E anche se negli stessi Stati Uniti la situazione sta migliorando (secondo il gruppo ambientalista “Friends of the Earth”, dal 2000 al 2005, le imprese americane “responsabili” in termini ambientali sarebbero raddoppiate), c’è ancora molto lavoro da fare.
Di qui, la necessità del “Framework” di Oslo che, lanciato dalla partnership creata nel maggio del 2005 alle Nazioni Unite, è disponibile all’indirizzo web www.ceres.org e individua quattro elementi chiave da rispettare: la misurazione delle emissioni di gas serra attuali e previsti, durante i processi industriali delle compagnie; analisi strategiche del rischio climatico e gestione delle emissioni; stima dei rischi concreti connessi ai cambiamenti climatici; analisi del rischio in relazione alle regolamentazioni di emissioni emergenti negli Stati Uniti, Europa, e in eventuali altri paesi. Il climate change presenta «una serie di rischi concreti per il business e opportunità che gli investitori devono prendere in considerazione», dichiara Peter Scales, presidente dell’“Institutional Investors Group on Climate Change” che gestisce investimenti europei per più di duemila miliardi di euro. «Oggi più che mai gli investitori riconoscono che i cambiamenti climatici sono una seria business issue, e pretendono maggiore trasparenza», rincara Mindy Lubber, presidente della Ceres, il network Usa fondato nel 1989 dall’allora inedita collaborazione di gruppi ambientalisti e investitori istituzionali, sull’onda emotiva del disastro ambientale provocato dalla petroliera Exxon Valdez, incagliatasi nello stretto di Prince William, in Alaska. Incidente che diciassette anni dopo, continua a far sentire i suoi effetti economici: il governo statunitense ha chiesto alla compagnia petrolifera un’integrazione del dieci per cento dei costi di bonifica. Altri 92 milioni di dollari, oltre ai 900 milioni concordati nel 1991.

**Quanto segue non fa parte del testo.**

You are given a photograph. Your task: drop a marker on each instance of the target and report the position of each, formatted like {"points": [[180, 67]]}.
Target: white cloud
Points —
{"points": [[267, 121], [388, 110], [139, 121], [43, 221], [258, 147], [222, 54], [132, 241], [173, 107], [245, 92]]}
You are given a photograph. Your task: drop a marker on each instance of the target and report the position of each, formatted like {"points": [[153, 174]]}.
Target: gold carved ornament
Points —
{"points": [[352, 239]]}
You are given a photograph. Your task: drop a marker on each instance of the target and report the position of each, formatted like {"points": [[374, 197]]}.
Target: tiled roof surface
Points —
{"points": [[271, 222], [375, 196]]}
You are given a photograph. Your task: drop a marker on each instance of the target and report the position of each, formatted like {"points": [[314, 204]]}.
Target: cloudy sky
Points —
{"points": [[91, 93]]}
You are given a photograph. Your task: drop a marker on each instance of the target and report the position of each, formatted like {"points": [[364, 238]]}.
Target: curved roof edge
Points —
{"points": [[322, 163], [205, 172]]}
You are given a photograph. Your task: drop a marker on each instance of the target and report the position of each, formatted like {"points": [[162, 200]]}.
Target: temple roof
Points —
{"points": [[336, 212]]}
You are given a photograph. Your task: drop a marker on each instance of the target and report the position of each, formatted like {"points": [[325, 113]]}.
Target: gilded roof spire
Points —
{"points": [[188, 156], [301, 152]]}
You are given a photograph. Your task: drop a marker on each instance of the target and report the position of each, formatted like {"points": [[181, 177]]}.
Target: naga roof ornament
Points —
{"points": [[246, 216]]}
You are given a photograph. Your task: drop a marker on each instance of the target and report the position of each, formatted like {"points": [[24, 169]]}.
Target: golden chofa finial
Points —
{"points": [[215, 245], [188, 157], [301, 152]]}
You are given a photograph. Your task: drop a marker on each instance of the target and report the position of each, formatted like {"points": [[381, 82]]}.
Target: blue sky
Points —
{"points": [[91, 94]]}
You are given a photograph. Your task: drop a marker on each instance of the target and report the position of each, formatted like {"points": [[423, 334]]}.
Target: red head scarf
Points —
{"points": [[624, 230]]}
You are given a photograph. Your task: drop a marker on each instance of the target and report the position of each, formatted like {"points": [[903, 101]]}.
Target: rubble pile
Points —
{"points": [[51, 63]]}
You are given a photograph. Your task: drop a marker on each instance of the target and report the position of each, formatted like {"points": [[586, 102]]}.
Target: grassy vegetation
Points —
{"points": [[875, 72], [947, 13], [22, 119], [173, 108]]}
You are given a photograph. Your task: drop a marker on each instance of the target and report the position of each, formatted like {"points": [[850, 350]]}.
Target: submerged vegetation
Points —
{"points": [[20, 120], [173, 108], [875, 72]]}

Seguire le attività della Ceres può essere illuminante per conoscere la storia recente della cosiddetta governance ambientale.
Nel 1997 il network lancia la “Global Reporting Initiative” (Gri), che è di fatto considerata l’attuale standard internazionale per calcolare la performance economica, sociale ed ambientale delle corporation (circa 700 quelle che oggi si attengono alle sue linee guida). La Gri dal 2002 è un’istituzione indipendente, e sostenitrice a sua volta del “Framework” di Oslo. Un’altra creatura della Ceres, è l’americana ”Investor Network on Climate Risk” (Incr), inventata insieme a dieci investitori istituzionali nel novembre del 2003 durante l’“Institutional Investor Summit on Climate Risk” alle Nazioni Unite. La Incr oggi raggruppa una cinquantina di soggetti istituzionali e gestisce fondi per più di tremila miliardi di dollari. Sul suo sito, www.incr.com, lo scorso 21 settembre veniva annunciata l’avvenuta allocazione – nei passati diciotto mesi – di un miliardo di dollari in tecnologie pulite come motori ad idrogeno, energia alternativa e rinnovabile, materiali all’avanguardia; per il 2009 prevedeva opportunità d’investimento per diciassette miliardi di dollari, di cui dieci in Nord America, cinque in Europa e due nel resto del mondo. Conseguenza non trascurabile: per ogni 100 milioni di dollari investiti, 2700 nuovi posti di lavoro.